Saremo tutti e tre, Paky suona live, le musiche non sono registrate. Io e Francesco siamo divisi da un muro di plastica trasparente, sorretto da una struttura autoportante. Francesco disegna sul muro con lo spray, mentre io dall’altra parte produco effetti con la mia voce, utilizzando un dispositivo, un anello che indosso e che mi permette di innescare effetti particolari in base ai movimenti della mano. Abbiamo creato i primi 7 minuti per la selezione, grazie ai quali siamo arrivati in finale. Ma a Venezia ci esibiremo in 16 minuti che poi diventeranno 30 minuti in caso di vittoria. La nostra sarà una struttura che va ad aumentare e modificarsi. Attualmente c’è un muro che ci divide. Se vinciamo, anche la struttura si amplierà e il nostro diventerà un vero e proprio labirinto. Il telo trasparente dà il senso di fragilità, consente di vederci dalle due parti, sebbene non potremo toccarci.

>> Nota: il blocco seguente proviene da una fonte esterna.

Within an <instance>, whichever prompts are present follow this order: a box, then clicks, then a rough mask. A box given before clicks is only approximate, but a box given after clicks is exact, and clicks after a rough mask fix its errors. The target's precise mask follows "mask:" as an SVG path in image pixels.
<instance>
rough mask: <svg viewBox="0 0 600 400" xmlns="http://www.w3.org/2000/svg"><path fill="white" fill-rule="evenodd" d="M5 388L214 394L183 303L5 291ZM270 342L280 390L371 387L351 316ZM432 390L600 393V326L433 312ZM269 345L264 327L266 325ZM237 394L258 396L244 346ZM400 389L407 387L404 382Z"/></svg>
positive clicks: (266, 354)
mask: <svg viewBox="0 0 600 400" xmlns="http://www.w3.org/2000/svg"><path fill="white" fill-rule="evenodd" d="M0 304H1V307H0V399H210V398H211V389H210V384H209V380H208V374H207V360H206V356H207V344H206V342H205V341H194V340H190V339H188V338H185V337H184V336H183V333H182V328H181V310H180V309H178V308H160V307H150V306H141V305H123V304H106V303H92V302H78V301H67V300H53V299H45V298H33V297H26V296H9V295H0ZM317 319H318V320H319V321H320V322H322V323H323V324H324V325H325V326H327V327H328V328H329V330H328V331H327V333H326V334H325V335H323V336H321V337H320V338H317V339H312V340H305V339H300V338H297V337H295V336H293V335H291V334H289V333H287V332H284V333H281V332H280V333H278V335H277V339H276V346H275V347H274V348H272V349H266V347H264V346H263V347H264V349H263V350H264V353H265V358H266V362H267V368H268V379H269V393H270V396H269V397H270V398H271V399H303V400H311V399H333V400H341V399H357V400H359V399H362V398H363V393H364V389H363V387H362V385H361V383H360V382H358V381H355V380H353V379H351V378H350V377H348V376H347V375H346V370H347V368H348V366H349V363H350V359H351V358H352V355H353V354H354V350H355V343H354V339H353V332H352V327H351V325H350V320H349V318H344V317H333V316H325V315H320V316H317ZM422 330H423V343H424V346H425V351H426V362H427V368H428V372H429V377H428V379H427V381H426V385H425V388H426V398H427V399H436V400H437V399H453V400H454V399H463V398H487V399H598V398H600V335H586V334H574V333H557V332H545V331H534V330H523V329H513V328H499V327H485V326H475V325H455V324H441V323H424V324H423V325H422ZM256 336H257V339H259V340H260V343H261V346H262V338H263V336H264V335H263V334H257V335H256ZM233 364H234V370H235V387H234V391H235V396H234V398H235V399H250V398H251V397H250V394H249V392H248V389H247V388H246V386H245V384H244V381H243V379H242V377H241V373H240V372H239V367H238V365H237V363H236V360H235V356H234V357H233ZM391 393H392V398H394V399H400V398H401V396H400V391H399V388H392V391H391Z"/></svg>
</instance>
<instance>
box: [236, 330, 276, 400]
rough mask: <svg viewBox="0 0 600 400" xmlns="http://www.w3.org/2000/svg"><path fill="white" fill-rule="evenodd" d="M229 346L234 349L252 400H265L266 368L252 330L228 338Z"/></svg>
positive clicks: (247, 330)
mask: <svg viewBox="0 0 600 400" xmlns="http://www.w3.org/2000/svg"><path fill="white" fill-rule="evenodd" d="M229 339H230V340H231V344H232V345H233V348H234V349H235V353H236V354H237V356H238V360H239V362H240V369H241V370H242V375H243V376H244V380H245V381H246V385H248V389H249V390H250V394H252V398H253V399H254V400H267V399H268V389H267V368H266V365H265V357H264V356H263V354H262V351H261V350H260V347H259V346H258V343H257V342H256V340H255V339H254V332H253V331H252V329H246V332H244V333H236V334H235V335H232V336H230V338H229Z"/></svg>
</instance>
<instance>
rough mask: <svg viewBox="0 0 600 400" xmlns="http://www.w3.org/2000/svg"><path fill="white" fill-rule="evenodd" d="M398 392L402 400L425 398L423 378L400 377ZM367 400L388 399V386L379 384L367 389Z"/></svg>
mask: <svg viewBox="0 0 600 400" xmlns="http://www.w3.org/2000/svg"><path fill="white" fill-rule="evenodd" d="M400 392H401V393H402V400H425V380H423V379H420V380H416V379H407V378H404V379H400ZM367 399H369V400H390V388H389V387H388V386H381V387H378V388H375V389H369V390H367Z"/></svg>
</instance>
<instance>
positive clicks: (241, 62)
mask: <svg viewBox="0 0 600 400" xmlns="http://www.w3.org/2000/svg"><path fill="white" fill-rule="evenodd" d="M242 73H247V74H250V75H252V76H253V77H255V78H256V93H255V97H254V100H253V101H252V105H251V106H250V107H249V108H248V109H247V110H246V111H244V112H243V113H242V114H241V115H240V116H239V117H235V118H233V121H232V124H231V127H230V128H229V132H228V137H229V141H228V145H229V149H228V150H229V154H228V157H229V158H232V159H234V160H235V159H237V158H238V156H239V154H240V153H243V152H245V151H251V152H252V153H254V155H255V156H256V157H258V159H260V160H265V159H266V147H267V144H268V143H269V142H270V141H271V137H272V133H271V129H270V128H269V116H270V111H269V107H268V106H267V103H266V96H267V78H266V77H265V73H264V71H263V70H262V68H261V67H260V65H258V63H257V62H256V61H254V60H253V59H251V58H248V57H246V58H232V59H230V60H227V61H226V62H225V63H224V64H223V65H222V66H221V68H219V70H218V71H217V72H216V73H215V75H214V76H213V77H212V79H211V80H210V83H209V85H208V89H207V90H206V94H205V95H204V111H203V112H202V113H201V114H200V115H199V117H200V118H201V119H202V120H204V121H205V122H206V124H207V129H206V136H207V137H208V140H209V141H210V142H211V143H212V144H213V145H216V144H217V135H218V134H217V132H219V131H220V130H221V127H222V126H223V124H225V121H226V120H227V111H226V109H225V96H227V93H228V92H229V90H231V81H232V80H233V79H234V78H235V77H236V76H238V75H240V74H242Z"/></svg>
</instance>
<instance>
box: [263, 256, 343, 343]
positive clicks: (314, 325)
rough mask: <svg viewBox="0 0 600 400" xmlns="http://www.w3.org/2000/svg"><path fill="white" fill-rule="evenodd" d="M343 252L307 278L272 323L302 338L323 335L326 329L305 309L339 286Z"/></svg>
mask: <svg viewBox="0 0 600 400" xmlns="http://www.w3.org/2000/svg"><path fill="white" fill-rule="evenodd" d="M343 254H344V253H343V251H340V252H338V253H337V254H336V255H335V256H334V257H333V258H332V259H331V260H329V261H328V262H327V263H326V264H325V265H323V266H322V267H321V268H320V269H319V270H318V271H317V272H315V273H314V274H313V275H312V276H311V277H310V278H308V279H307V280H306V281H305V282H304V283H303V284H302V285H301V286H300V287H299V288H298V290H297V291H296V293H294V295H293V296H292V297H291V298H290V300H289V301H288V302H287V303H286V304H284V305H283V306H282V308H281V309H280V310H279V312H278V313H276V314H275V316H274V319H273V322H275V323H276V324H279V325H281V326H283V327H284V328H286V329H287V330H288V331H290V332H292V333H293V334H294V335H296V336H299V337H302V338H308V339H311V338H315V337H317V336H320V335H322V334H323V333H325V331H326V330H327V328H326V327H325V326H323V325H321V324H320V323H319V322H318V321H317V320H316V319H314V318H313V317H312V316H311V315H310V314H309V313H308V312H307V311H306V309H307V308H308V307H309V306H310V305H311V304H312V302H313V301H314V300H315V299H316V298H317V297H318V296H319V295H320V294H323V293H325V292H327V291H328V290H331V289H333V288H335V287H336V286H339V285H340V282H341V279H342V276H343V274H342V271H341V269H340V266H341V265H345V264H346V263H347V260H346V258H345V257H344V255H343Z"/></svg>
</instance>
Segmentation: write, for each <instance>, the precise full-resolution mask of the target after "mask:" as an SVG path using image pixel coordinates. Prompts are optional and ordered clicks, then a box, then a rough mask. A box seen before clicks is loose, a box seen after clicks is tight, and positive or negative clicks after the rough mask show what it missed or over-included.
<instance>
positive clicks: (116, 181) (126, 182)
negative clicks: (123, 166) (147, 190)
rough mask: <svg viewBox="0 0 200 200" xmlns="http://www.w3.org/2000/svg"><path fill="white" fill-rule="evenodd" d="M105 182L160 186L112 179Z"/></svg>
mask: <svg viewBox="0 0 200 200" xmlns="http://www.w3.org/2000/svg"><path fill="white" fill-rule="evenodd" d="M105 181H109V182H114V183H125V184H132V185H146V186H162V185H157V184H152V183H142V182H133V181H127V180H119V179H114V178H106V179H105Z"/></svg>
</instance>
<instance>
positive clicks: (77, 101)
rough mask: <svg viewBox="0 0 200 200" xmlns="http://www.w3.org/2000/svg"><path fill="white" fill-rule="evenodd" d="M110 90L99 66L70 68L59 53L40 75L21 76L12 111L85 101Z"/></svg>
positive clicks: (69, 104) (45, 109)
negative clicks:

Sono i muri che alziamo ogni giorno, le posizioni rigide che prendiamo, le scelte che facciamo. Muri che con un nonnulla possiamo abbattere.

Non darete una risposta definitiva dunque?

Esatto. Porteremo il nostro punto di vista che non vuole essere una imposizione. Né diamo la risposta, piuttosto cerchiamo di dare possibilità. Andiamo a smuovere con immagini, suoni, parole. È sempre aperto quel che si vede da noi. È sempre un punto interrogativo, chi ci guarda potrà darsi una risposta che giudicherà individualmente. Perché qui stiamo parlando di libertà individuale.

Ha senso parlare di teatro sperimentale?

Non ci definiamo sperimentali, ma ibridi e basta. Attraversiamo varie forme d’arte e cerchiamo di creare la nostra. Oggi teatro sperimentale non significa nulla. Se ne poteva parlare qualche anno fa. Da quello che io vedo, anche come organizzatrice di Teatro Civico 14, c’è ben poco di sperimentale in giro, inteso come ricerca. C’è stato un accomodamento negli ultimi 30 anni. È una questione italiana. Ad esempio tra i pionieri penso a Marta Cuscunà, che inventa nuove forme per stare in scena e crea nuovi macchinari. Ma se n’è andata in Francia. È fuori dall’Italia.

Cos’è l’ibrido? Come cucite questo termine sul vostro progetto?

Non siamo classificabili come teatro e come musica. Siamo nati nel 2020, ma siamo stati in tanti posti, siamo riusciti a fare molte piazze, tre biennali, la finale al Teatro Libero di Palermo nel 2022. Ce la mettiamo tutta per affrontare un nuovo tipo di performance che in Italia non esiste, all’estero sicuramente esistono collettivi multimediali come il nostro. Adottiamo un continuo mescolarci, stimolarci, pur mantenendo la nostra personalità individuale.

Tu hai anche fondato Teatro Civico 14, a Caserta. Una vita nel teatro.

Diciamo che nasciamo come forma di resistenza, nel 2009. Inizialmente Teatro Civico era un posto di 50 posti, che abbiamo fatto fatica a mantenere. I casertani erano abituati al teatro commerciale. Certo, sono venuti Roberto Latini, e poi le performance di Teatri Uniti già più conosciuti. Noi abbiamo tenuto duro, abbiamo lavorato sul territorio e sulla nostra resistenza personale, fino ad essere riconosciuti dalla Regione Campania e dal Ministero con inserimento nel Fus. Ora siamo in uno spazio di 80 posti, con aule di formazione, dove incontriamo forme diverse di cultura e arte.

Sembra banale, ma quali emozioni vi portate a Venezia?

Non pensavamo di essere presi per il terzo anno di seguito. Sono capitati alcuni impedimenti. Due di noi hanno avuto il Covid per un lungo periodo e allora abbiamo incontrato difficoltà nel creare insieme la performance. Ma poi è andata bene e siamo felicissimi di essere stati selezionati dai direttori del settore teatro, Stefano Ricci e Gianni Forte, che si sono mostrati interessati al nostro percorso. E poi il bando è internazionale, dalla selezione di circa 400 artisti ne escono 10, dei quali si avranno solo 2 vincitori. Molta emozione.